В последний раз прорицатель появился два месяца назад. Он говорил об ужасных, внушающих страх знаках, которые увидел в небесах: узенький полумесяц находится в созвездии Ориона, а Орион, Великий Охотник, символизирует нестабильность и изменчивость. И вот предсказание: враги, Живые Мертвецы из Оссии, скоро будут здесь, пройдя по льду, и весь народ-воин Галастры погибнет, смерть окутает его своим саваном. С того времени ни один предсказатель больше не появлялся. Теперь только кучка горожан, одетых в изодранные меха, несмотря на пронзительный ветер собирались перед башней, надеясь, что какой-нибудь мудрец появится снова, с новостями получше.
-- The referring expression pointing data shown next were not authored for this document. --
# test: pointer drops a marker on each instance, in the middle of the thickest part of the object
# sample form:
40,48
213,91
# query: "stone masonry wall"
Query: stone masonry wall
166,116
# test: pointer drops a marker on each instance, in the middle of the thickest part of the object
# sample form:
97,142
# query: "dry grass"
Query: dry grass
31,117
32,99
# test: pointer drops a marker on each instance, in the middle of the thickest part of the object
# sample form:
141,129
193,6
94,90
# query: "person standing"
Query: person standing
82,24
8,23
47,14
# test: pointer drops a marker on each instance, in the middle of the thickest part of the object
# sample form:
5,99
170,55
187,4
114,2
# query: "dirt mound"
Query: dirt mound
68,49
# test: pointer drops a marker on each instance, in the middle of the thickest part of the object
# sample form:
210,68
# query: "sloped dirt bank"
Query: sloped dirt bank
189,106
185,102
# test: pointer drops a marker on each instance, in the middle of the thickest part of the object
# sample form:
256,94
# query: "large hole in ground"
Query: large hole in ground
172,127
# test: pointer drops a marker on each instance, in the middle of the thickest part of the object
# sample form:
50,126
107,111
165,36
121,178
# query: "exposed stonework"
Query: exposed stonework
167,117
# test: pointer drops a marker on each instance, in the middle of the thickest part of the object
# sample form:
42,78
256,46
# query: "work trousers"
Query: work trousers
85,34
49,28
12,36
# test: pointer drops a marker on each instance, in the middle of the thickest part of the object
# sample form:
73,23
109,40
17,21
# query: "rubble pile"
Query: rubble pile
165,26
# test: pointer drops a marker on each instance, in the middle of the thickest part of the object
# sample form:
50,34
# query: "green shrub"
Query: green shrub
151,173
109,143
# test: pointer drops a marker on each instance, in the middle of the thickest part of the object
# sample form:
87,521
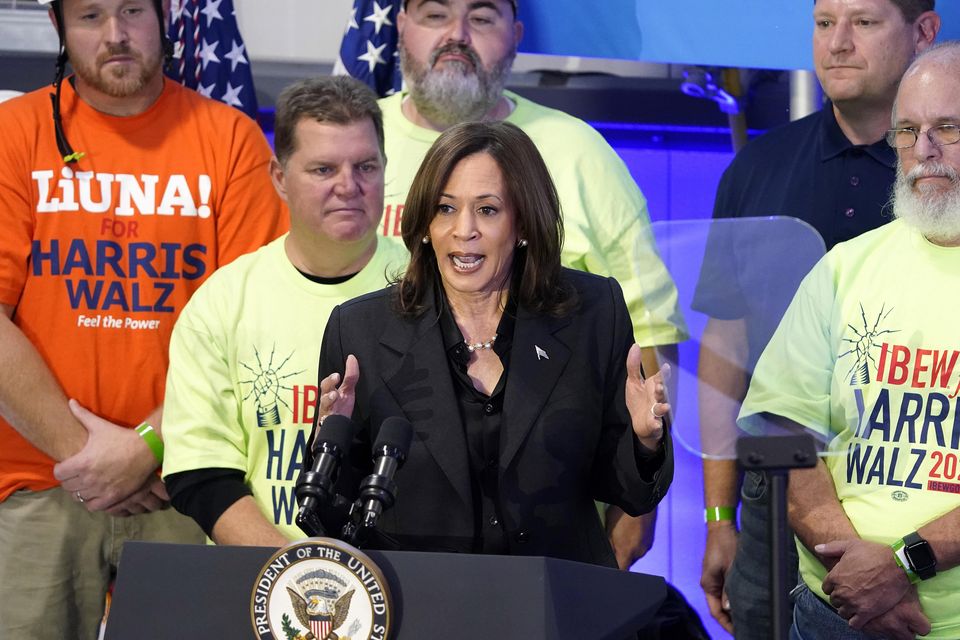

Вечером, через два дня после того, как Гарн и Фазад пустились в путь с побережья Суррении, одинокий стражник стоял на городской стене, глядя на порт. Толстый черный иней покрывал укрепления, которые были почти пусты: один-единственный сторожевой огонь горел на вершине круглой башни, нависавшей над главными воротами. Замерзшее море простиралось от порта до невидимого побережья Суррении. В такую погоду ничего не было ценнее дров. Каждый день множество горожан отправлялись через ворота к раздавленным корпусам судов, волоча за собой сани. И весь день из порта доносился звук раскалываемых на дерево балок и шпангоутов. Ближе к вечеру они возвращались обратно с санями, нагруженными деревянными обломками того, что раньше было могучим флотом Галастры. Стражники не мешали им. Они сами время от времени отправлялись в порт за деревом для костров. Больше никто не входил и не выходил из города за весь день. И час назад стражники закрыли огромные двойные ворота. Теперь на стене оставался один-единственный человек, и только вой ветра нарушал мертвящую тишину.